Han Pasado Veinte Años
Aún hoy la recuerdo, después de veinte años.
Tenía
el rostro ovalado, con tez tersa y ligeramente bronceada; ojos oscuros y
redondos. El cabello negro le caía liso enmarcando su cara; de estatura
mediana, proporcionada.
Cuando me cruzaba con ella, me devolvía el saludo con una sonrisa, que le iluminaba el semblante.
Una extraña química o quizás fuera pura energía, hacía que experimentara una fuerte atracción, que intuía mutua.
Siempre,
al alejarse, me quedaba contemplando sin pudor su contoneo. Casi nunca
intercambiamos palabras, salvo las habituales de un saludo entre
vecinos.
Yo
le doblaba en edad; además, era pariente de una familia, con la cual la
mía, había tenido desavenencias por una disputa en los límites de un
lote en que coincidían las propiedades.
Ese
rencor, en mi niñez, era ya centenario y comentado habitualmente entre
los mayores. Ante el menor roce entre las familia, salía a la superficie
las llagas no cerradas, e indisimuladas pullas se lanzaban por encima
de la medianera.
Esta situación no impedía, que entre nosotros, circulara una secreta corriente de simpatía.
Estando
consciente del rechazo que provocaría la sola insinuación de tener un
abierto idilio o acercamiento entre nosotros; fue el motivo por el cual
nunca le hablé de mis sentimientos, de mis deseos de abrazarla, o de
acariciarla.
De cualquier modo hubiera sido inútil, porque también de parte de su familia hubiera surgido el rechazo espontáneo.
Habiendo
transcurrido un largo tiempo sin verla, me carcomía la impaciencia por
saber algo de ella. Fue así, que mordiendo mi orgullo, me animé a
preguntar por su destino a un allegado, ajeno a ambas familias.
Los
míos, extrañaron de mi repentina depresión, pues mi alma colapsó; y me
vi arrastrado hacia los más negros pensamientos; perdí el apetito,
adquirí la costumbre de deambular toda la noche en inacabados insomnios.
El mero hecho de dormir me arrastraba a pesadillas sin nombre, donde
despertaba cubierto de sudor y con la respiración anhelante.
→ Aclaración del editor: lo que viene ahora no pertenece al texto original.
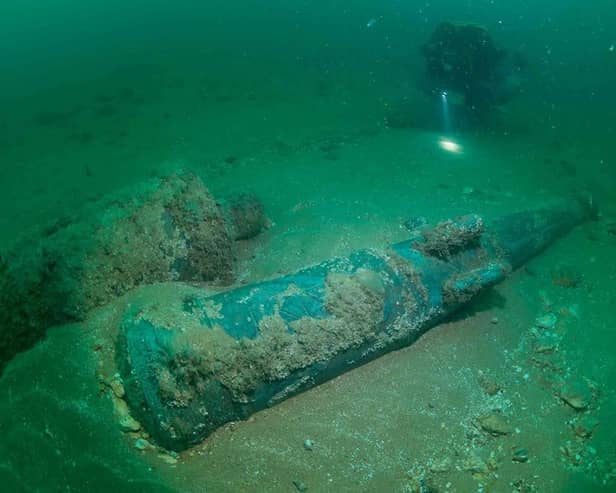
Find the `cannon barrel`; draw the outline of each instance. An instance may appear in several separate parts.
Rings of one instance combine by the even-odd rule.
[[[593,215],[580,200],[461,216],[386,251],[165,306],[132,305],[117,357],[132,415],[181,451],[221,425],[407,346]]]

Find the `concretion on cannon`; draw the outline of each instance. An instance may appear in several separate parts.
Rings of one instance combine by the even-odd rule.
[[[165,306],[130,306],[117,358],[133,416],[184,450],[229,421],[404,347],[593,211],[581,201],[424,228],[386,252]]]

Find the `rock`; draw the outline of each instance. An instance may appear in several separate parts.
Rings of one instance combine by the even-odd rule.
[[[293,480],[293,486],[295,486],[295,489],[297,491],[307,491],[308,490],[308,486],[306,486],[303,481],[300,481],[298,479]]]
[[[414,216],[410,219],[405,220],[402,225],[408,231],[415,231],[420,229],[422,226],[425,226],[428,223],[427,219],[423,216]]]
[[[579,438],[590,438],[597,426],[599,426],[599,420],[593,416],[583,416],[571,423],[573,433]]]
[[[477,422],[483,431],[493,436],[508,435],[511,433],[511,426],[500,414],[492,413],[477,418]]]
[[[576,411],[588,409],[593,391],[584,381],[570,383],[560,390],[559,397]]]
[[[158,454],[158,458],[172,466],[178,463],[177,457],[171,454]]]
[[[119,399],[114,395],[113,407],[118,418],[118,424],[120,425],[120,429],[122,431],[139,431],[141,429],[141,424],[131,416],[130,411],[128,410],[128,405],[123,399]]]
[[[473,476],[485,476],[490,473],[490,468],[488,464],[481,458],[476,455],[471,455],[468,457],[463,463],[462,468],[465,471],[468,471],[473,474]]]
[[[483,373],[479,374],[478,380],[481,389],[488,395],[496,395],[501,391],[501,386]]]
[[[154,446],[145,438],[137,438],[134,445],[137,450],[150,450],[154,448]]]
[[[511,460],[513,462],[528,462],[528,449],[524,447],[514,447]]]
[[[430,472],[445,473],[451,469],[451,460],[448,457],[436,460],[430,464]]]
[[[558,319],[556,318],[556,315],[550,312],[542,315],[541,317],[537,317],[535,319],[535,325],[540,329],[552,330],[556,327],[557,321]]]

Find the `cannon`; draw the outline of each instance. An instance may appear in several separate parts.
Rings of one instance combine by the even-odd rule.
[[[134,303],[116,343],[124,399],[154,441],[185,450],[413,343],[595,213],[572,199],[490,221],[470,214],[284,277]]]

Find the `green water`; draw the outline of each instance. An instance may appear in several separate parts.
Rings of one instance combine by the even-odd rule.
[[[459,153],[439,146],[440,108],[422,87],[420,46],[445,20],[484,26],[528,60],[494,118],[456,128],[454,108]],[[178,170],[217,199],[262,202],[271,227],[238,255],[238,285],[383,249],[411,217],[490,218],[582,191],[600,215],[415,345],[179,457],[138,450],[118,426],[100,348],[147,294],[113,299],[4,370],[0,489],[615,491],[614,26],[608,0],[3,2],[3,257]],[[533,326],[546,314],[559,342],[542,352]],[[567,403],[571,386],[584,409]],[[494,413],[510,433],[481,427]]]

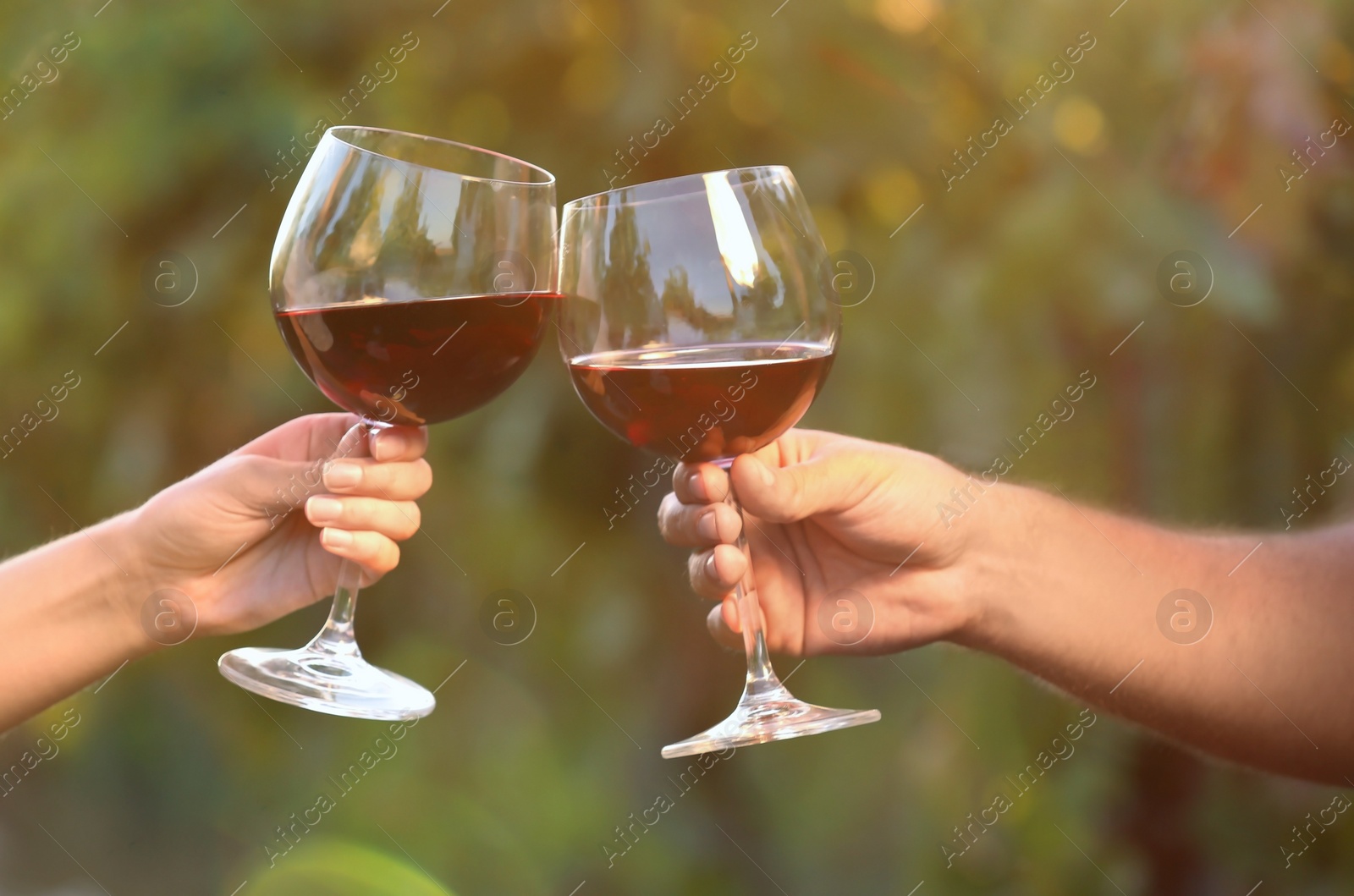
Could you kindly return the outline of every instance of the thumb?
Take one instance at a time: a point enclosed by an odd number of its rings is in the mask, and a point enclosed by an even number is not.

Durante todo el tiempo que no la había visto, era porque estuvo aquejada de un raro mal internada en un hospital.
En
mi interior sospeché, amargado, que tal vez fuera por mi comportamiento
cobarde y pensando que le era indiferente, se dejó morir, sin resistir,
sin esperanzas.
Desfallezco por haber sido tan medroso para enfrentar a mi familia y gritarles lo que bullía en mi corazón.
Hoy
hace veinte años que ya no la veo y es como si recién la perdiera.
Cuento los días torturado en la soledad de mi habitación, con los brazos
vacios y lleno de fantasmas, que me corroen y me quitan el gusto de
vivir.
Cuento
las horas en que, cerrando por fin mis ojos hacia la eternidad, podré
encontrarla y decirle, que en todo este tiempo, en mis plegarias sólo
pedía: que fuera lo más pronto posible.